5. The proposed regulations contain very broad family attribution rules, further impacting the use of closely held entities as a planning strategy for minimizing estate and gift taxes.

Control of an entity is defined as having at least 50% of the equity or capital and profits interest. It would also include any equity interest held with the ability to cause a full or partial liquidation. For determining control, interests held by members of the transferor's family, defined as the transferor's spouse as well as the transferor's ancestors, descendants, siblings and the spouses of all listed, are included in determining control.

It is important to note that the proposed regulations are not effective immediately. They will be effective after they have been adopted as final regulations. A public hearing has been scheduled for December 1, 2016, suggesting that December will be the earliest the new regulations would become effective.

Planning Considerations: Absence of Federal Estate Tax Exposure
Ironically, for many taxpayers the best planning strategy may be to simply do nothing at all. As we highlighted in our July article, "Income Tax Planning with Family Entities - The Quest for Basis Step-Up", many families have been relieved of exposure to the federal estate tax due to the increasing exemptions amounts since 2002.

As we stated, "[t]he focus for these families is squarely upon income tax planning [and the ability to obtain] a step-up in basis to the asset's fair market value on the date of death. Consequently, when the value of an asset is reduced by valuation discounts, the basis step-up potential is equally reduced... [S]hould heirs liquidate interest after Senior's death, the heir must recognize that difference as gain for income tax purposes."

In that article, we discussed strategies to eliminate valuation discounts in these certain circumstances. The Service, however, may have just provided the ideal mechanism to accomplish this strategy, to wit: do nothing at all.

Planning Considerations: Clear and Present Danger of Federal Estate Tax
For families where federal estate tax remains an ongoing threat to their legacy wealth, there are certain planning strategies that may be considered in light of this potential change in current laws. As always, any such strategies should be thoroughly discussed with legal and tax counsel.

In some respects, currently discounted family-controlled entity interest is somewhat akin to an appreciating asset. Once the regulations become final, the discounts may fall off, resulting in a rapid increase in the value of the interest. Various planning techniques may be structured so that this increase in value occurs outside of the taxable gross estate, thereby avoiding the 40% federal estate tax on the increase in value.

Such strategies may include sales to Intentionally Defective Grantor Trusts ("IDGTs") or Grantor Retained Annuity Trusts (GRATs), as well as some asset titling opportunities, all of which should be thoughtfully analyzed for each taxpayer's individual situation.
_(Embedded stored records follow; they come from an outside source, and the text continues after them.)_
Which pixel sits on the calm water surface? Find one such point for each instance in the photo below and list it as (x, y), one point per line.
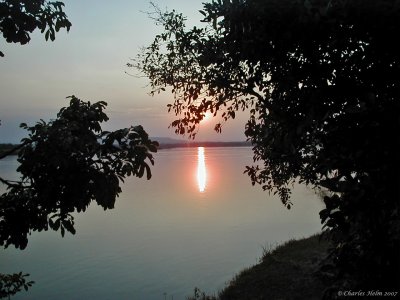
(197, 222)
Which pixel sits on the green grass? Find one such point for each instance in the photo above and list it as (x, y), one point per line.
(290, 271)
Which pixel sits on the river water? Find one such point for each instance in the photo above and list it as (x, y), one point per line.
(196, 223)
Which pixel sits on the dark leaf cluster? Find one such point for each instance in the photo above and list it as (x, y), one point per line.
(19, 18)
(320, 81)
(64, 165)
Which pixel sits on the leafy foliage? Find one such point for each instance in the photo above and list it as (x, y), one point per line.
(320, 81)
(10, 284)
(65, 164)
(19, 18)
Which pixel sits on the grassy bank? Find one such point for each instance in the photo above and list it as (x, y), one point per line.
(290, 271)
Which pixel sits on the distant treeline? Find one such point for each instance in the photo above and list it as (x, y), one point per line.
(7, 147)
(204, 144)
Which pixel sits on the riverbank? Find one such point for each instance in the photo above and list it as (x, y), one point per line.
(290, 271)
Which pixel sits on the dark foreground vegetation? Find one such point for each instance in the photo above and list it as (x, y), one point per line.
(290, 271)
(320, 81)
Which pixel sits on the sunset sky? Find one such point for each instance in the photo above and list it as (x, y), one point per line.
(90, 63)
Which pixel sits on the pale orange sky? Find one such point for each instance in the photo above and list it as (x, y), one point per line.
(89, 62)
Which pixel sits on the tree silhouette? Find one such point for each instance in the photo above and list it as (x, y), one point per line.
(65, 164)
(19, 18)
(320, 81)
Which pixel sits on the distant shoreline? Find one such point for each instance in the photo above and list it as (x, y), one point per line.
(203, 144)
(190, 144)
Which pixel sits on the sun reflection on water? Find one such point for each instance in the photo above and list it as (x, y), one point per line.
(201, 170)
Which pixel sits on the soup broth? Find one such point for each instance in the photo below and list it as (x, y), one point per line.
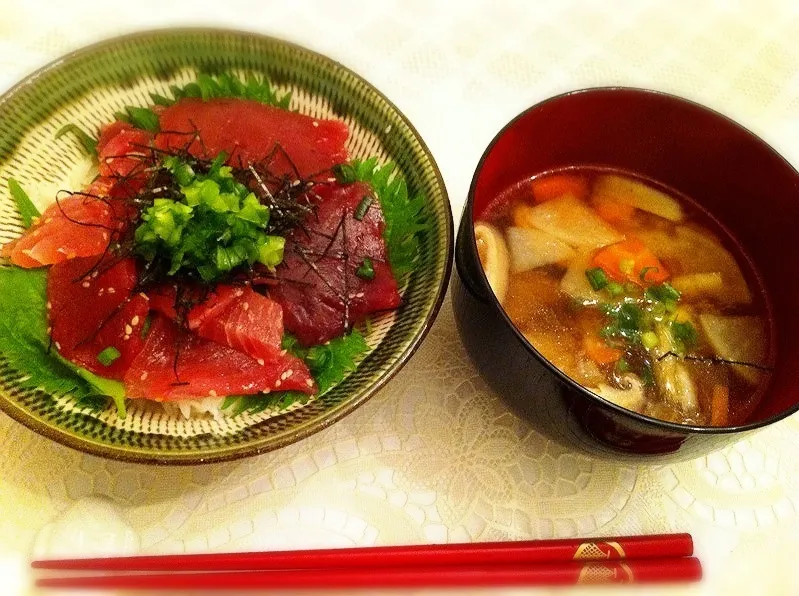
(633, 291)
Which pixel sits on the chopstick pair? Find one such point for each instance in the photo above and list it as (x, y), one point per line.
(632, 559)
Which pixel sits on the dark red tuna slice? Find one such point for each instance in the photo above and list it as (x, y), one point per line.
(235, 316)
(320, 291)
(91, 314)
(176, 364)
(251, 132)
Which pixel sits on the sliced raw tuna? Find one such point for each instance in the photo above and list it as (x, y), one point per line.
(176, 364)
(234, 316)
(78, 226)
(251, 132)
(89, 314)
(320, 292)
(82, 225)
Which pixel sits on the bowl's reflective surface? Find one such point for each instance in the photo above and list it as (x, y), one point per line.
(742, 181)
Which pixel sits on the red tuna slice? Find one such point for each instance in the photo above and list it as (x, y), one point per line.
(89, 314)
(78, 226)
(234, 316)
(320, 293)
(124, 156)
(176, 364)
(251, 132)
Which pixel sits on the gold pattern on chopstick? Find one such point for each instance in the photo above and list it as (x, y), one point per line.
(592, 551)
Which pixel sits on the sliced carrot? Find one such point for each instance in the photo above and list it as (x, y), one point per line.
(554, 186)
(719, 405)
(613, 211)
(630, 260)
(598, 351)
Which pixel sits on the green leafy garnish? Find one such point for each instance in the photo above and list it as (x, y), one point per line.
(597, 278)
(27, 209)
(226, 85)
(362, 208)
(329, 364)
(24, 340)
(404, 214)
(108, 356)
(87, 142)
(366, 269)
(216, 226)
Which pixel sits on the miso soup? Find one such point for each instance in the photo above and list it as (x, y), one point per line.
(633, 291)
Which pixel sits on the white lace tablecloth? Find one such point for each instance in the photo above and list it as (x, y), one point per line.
(435, 457)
Additionally, the loss of discounts may cause a significant increase in a taxpayer's federal estate tax exposure. Taxpayers should consider having their federal estate tax analysis updated, along with a liquidity analysis for payment of any increased tax obligations.

Caveats and Cautions
As with any estate planning strategy, caution must be exercised to avoid structuring any potentially abusive transactions, including a transaction considered to have pre-planned "steps" to achieve tax avoidance. A good estate planning attorney should review any strategy so as to avoid this “step-transaction” doctrine, wherein the entire strategy would be collapsed.
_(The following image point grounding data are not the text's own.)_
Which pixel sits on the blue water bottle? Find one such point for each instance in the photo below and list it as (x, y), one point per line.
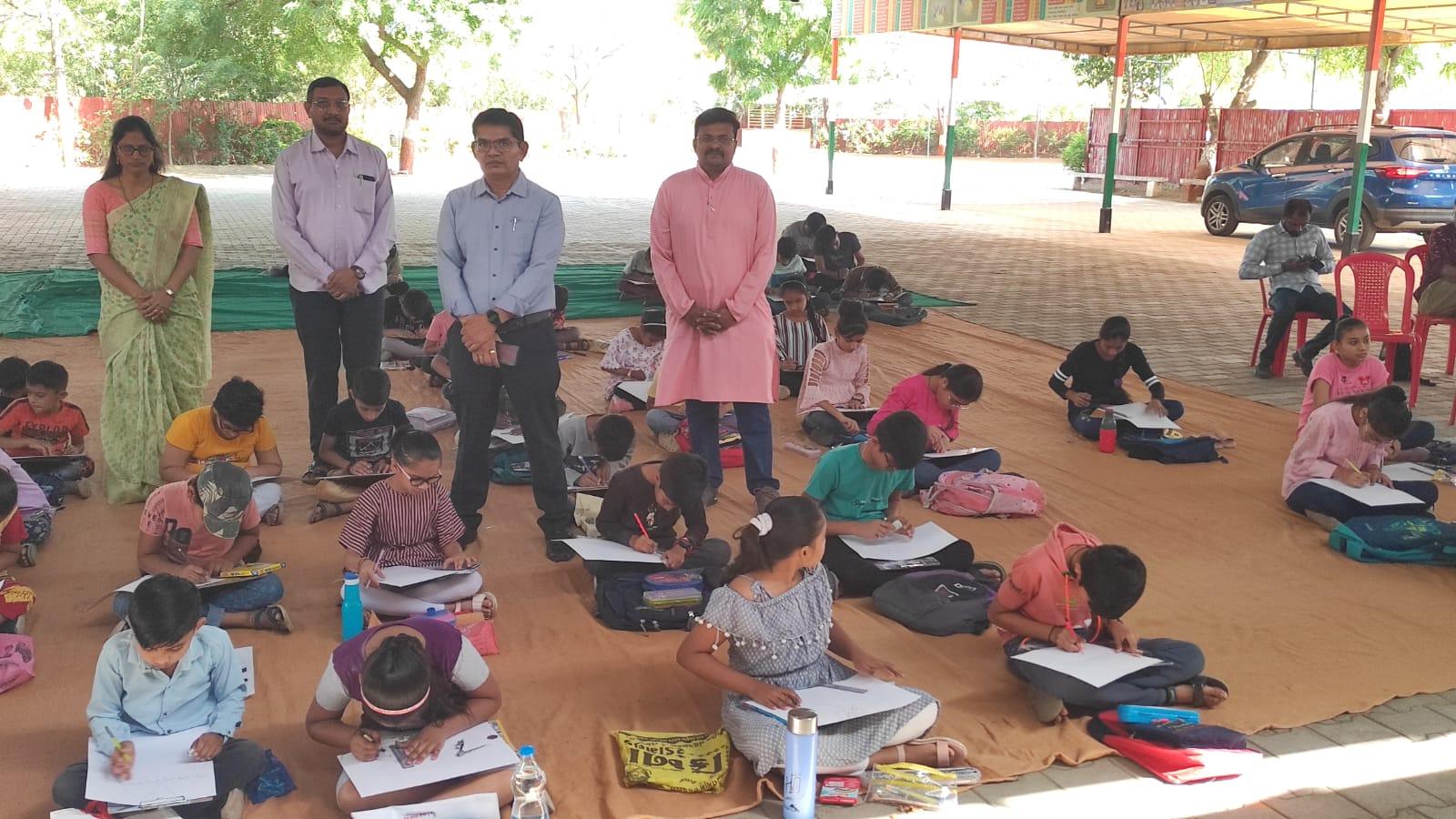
(353, 611)
(800, 763)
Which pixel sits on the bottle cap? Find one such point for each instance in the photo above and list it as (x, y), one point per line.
(803, 722)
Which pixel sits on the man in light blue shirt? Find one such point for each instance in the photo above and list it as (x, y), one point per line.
(169, 673)
(500, 238)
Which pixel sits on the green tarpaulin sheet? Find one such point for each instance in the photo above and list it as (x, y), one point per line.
(67, 302)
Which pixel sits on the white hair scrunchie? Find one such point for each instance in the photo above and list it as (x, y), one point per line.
(763, 523)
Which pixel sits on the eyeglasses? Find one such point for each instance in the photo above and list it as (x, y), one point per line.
(502, 145)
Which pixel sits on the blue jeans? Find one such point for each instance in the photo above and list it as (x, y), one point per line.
(928, 471)
(1312, 497)
(1148, 687)
(1089, 428)
(756, 429)
(247, 596)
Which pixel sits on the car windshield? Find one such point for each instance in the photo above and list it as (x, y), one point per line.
(1431, 149)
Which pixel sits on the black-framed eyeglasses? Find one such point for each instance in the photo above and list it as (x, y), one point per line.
(502, 145)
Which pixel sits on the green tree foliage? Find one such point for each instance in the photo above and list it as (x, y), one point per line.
(766, 47)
Additionally, the proposed regulations contain a potential three (3) year claw-back period wherein any transfers made within 3 years of the transferor’s death could be treated as a lapse causing inclusion in the gross estate of the value of the reduction of the transferor’s interest attributable to certain previous discounts.

Next Steps
As discussed, there are vastly differing strategies for each taxpayer's specific situation, particularly depending upon whether there is current or anticipated federal estate tax exposure. Along with coordinating the appropriate legal and tax review of the issues discussed above, your Oxford advisors can assist with determining the proper course of action for each client's unique situation.

*The Federal Estate Tax Exemption for 2016 is $5.45 million per person/$10.9 million per married couples, above which all wealth is taxed at the rate of 40% upon any non-marital transfer.